Pure annihilation decays of $B_s^0 \to a_0^+ a_0^-$ and $B_d^0 \to K_0^{*+} K_0^{*-}$ in the PQCD approach

TL;DR

This paper calculates branching ratios and CP asymmetries for pure annihilation B meson decays involving scalar mesons using PQCD, predicting measurable effects that can shed light on scalar meson structure and decay mechanisms.

Contribution

It provides the first detailed PQCD-based predictions for these specific pure annihilation decay modes, including the impact of twist-3 distribution amplitudes on CP violation.

Findings

Branching ratios are around 10^{-6} to 10^{-5}.

Gegenbauer polynomials significantly affect CP violations.

Predictions are testable at LHCb and Belle-II.

Abstract

We study the {\it CP}-averaged branching fractions and the {\it CP}-violating asymmetries in the pure annihilation decays of $B_s^0 \to a_0^+ a_0^-$ and $B_d^0 \to K_0^{*+} K_0^{*-}$, where $a_0\;[K_0^*]$ denotes the scalar $a_0(980)$ and $a_0(1450)$ [$K_0^*(800) ( {\rm or}\; \kappa)$ and $K_0^*(1430)$], with the perturbative QCD factorization approach under the assumption of two-quark structure for the $a_0$ and $K_0^*$ states.

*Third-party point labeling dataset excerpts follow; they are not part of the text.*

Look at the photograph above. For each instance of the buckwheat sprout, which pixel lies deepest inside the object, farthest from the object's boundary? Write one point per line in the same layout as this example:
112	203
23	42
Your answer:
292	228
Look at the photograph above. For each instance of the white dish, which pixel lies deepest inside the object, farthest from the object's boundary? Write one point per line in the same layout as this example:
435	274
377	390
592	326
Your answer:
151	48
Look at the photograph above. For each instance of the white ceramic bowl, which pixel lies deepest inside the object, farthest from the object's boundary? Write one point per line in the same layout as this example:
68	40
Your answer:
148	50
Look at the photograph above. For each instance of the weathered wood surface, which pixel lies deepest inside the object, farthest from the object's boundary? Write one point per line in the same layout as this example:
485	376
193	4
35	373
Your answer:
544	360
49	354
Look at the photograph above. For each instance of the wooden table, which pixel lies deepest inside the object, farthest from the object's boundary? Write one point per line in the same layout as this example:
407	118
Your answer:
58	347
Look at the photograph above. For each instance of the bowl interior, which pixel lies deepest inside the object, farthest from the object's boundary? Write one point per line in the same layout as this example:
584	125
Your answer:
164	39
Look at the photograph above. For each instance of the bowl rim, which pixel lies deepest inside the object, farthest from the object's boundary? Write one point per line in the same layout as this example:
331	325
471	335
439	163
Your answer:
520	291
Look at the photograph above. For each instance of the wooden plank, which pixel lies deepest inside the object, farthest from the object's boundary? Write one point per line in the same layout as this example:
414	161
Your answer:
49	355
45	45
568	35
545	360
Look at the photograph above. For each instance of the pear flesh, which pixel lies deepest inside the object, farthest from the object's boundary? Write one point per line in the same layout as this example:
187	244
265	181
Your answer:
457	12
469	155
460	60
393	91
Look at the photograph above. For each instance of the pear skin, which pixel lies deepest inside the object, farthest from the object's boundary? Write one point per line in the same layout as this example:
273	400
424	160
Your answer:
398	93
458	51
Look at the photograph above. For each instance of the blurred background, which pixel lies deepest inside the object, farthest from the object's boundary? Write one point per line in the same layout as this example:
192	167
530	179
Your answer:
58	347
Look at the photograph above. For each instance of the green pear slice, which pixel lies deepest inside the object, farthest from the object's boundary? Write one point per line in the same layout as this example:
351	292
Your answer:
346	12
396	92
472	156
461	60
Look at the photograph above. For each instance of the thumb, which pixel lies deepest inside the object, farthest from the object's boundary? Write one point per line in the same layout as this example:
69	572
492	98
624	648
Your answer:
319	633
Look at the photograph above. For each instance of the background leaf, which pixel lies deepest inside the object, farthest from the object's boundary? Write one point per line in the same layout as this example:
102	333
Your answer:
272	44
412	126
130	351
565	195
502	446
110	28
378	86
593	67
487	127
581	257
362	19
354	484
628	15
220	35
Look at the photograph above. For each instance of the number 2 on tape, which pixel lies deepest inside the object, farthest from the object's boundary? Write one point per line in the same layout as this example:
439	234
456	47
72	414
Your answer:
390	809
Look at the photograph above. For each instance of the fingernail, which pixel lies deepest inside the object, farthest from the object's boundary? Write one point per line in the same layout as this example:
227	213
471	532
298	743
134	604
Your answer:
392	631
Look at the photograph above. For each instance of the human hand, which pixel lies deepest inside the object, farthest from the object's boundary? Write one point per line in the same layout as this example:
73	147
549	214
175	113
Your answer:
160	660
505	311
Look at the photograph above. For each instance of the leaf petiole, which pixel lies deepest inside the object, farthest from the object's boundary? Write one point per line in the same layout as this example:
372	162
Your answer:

The numerical results show that the branching ratios of the $B_d^0 \to K_0^{*+} K_0^{*-}$ decays are in the order of $10^{-6}$, while the decay rates of the $B_s^0 \to a_0^+ a_0^-$ modes are in the order of $10^{-5}$. In light of the measured modes with the same quark components in the pseudoscalar sector, namely, $B_d^0 \to K^+ K^-$ and $B_s^0 \to \pi^+ \pi^-$, the predictions for the considered decay modes in this work are expected to be measured at the Large Hadron Collider beauty and/or Belle-II experiments in the (near) future. Meanwhile, it is of great interest to find that the twist-3 distribution amplitudes $\phi^{S}$ and $\phi^{T}$ with inclusion of the Gegenbauer polynomials for the scalar $a_0(1450)$ and $K_0^*(1430)$ states in scenario 2 contribute slightly to the branching ratios while significantly to the {\it CP} violations in the $B_d^0 \to {K_0^*}(1430)^+ {K_0^*}(1430)^-$ and $B_s^0 \to a_0(1450)^+ a_0(1450)^-$ decays, which indicates that, compared to the asymptotic $\phi^S$ and $\phi^T$, these Gegenbauer polynomials could change the strong phases evidently in these pure annihilation decay channels. These predictions await for the future confirmation experimentally, which could further provide useful information to help explore the inner structure of the scalars and shed light on the annihilation decay mechanism.